Former Alabaster police chief laid to rest

Published 10:20 am Wednesday, March 6, 2013

Former Alabaster police chief Clarence "Bull" Carter was recently laid to rest in Alabaster. (Contributed)

Former Alabaster police chief Clarence “Bull” Carter was recently laid to rest in Alabaster. (Contributed)

By NEAL WAGNER / City Editor

Alabaster police officials said they are remembering a kind, hard-working man after a former city police chief was laid to rest on March 3.

Clarence “Bull” Carter, who worked with the Alabaster Police Department from 1960 until the late 1980s and served as the department’s chief for many years, died on Feb. 28 at the age of 84. During his tenure with Alabaster, Carter left the city to work with the Vestavia Hills Police Department for two years before returning to Alabaster.

After a funeral service at Southern Heritage Funeral Home in Pelham on March 3, Carter was laid to rest at Still Cemetery in Alabaster’s Elliottsville community.

In addition to serving as Alabaster’s police chief, Carter also was the founding president of the Shelby County Fraternal Order of Police, was a World War II Army veteran and was the chairman of the Shelby Baptist Medical Center board of directors.

“Every (FOP) meeting I went to, he was there,” said current Alabaster Police Chief Curtis Rigney. “I wish I had the opportunity to work for him. He had an outstanding reputation from the first day I got here.

“He had a reputation of being a stern but compassionate leader,” Rigney added.

Retired Alabaster police chief Stanley Oliver, who is Carter’s nephew, said Carter worked to instill the golden rule in his officers.

“Bull was probably one of the nicest guys I’ve ever met,” Oliver said. “He always told us to treat others as you would like to be treated, no matter how they treated you.

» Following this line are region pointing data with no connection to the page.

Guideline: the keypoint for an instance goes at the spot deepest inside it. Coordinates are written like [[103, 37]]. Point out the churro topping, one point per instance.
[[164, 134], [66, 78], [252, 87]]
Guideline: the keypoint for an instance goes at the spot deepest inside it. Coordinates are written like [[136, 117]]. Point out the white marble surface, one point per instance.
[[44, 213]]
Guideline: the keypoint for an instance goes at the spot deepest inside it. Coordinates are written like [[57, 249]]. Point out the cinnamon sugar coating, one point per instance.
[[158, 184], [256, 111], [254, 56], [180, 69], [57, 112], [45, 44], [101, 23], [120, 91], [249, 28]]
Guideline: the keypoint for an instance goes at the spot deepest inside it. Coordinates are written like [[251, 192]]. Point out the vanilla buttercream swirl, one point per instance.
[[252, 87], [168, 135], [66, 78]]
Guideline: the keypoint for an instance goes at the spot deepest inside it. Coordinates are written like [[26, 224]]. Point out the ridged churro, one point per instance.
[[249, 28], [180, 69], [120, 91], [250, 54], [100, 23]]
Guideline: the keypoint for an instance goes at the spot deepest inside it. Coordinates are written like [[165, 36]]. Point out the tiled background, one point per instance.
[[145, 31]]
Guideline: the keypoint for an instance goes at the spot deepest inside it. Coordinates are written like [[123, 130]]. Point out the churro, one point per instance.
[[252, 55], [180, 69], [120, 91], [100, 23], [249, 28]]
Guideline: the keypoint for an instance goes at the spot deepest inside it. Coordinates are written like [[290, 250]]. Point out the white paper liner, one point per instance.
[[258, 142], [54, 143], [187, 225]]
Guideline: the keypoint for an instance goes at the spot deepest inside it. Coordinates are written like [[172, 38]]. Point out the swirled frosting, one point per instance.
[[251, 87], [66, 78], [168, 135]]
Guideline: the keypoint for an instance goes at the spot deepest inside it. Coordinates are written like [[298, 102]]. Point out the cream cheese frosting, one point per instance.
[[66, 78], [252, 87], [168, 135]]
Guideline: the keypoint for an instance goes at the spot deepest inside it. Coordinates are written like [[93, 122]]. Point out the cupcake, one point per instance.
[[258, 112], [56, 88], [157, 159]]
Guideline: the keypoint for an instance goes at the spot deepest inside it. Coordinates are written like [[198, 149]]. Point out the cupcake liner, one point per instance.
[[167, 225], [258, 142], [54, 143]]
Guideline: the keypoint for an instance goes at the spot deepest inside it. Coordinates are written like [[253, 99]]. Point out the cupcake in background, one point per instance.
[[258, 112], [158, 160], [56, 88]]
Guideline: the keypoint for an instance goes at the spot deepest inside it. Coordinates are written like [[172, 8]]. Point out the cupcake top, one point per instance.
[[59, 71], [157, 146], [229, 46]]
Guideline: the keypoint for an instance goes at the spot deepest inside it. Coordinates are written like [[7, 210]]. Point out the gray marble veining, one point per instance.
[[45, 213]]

“He was a pillar of the community. There will never be another Bull Carter,” Oliver added.

Carter was preceded in death by his wife, Nell Carter, parents, brothers and sisters. Survivors include daughters, Peggy C. Dunaway and Debbie Carter; son, Gary E. Carter; daughter-in-law, Rhonda Carter; six grandchildren, Tracy Walton, Shawn Peeples, Brody Scott, Clint Carter, Michelle McGraw and Rachael Whitner; many great-grandchildren; sister, Patricia Parker Parmer; and brothers, Buddy Carter and Jimmy Parker.

In lieu of flowers, memorial gifts may be made to the American Heart Association or Shelby County FOP.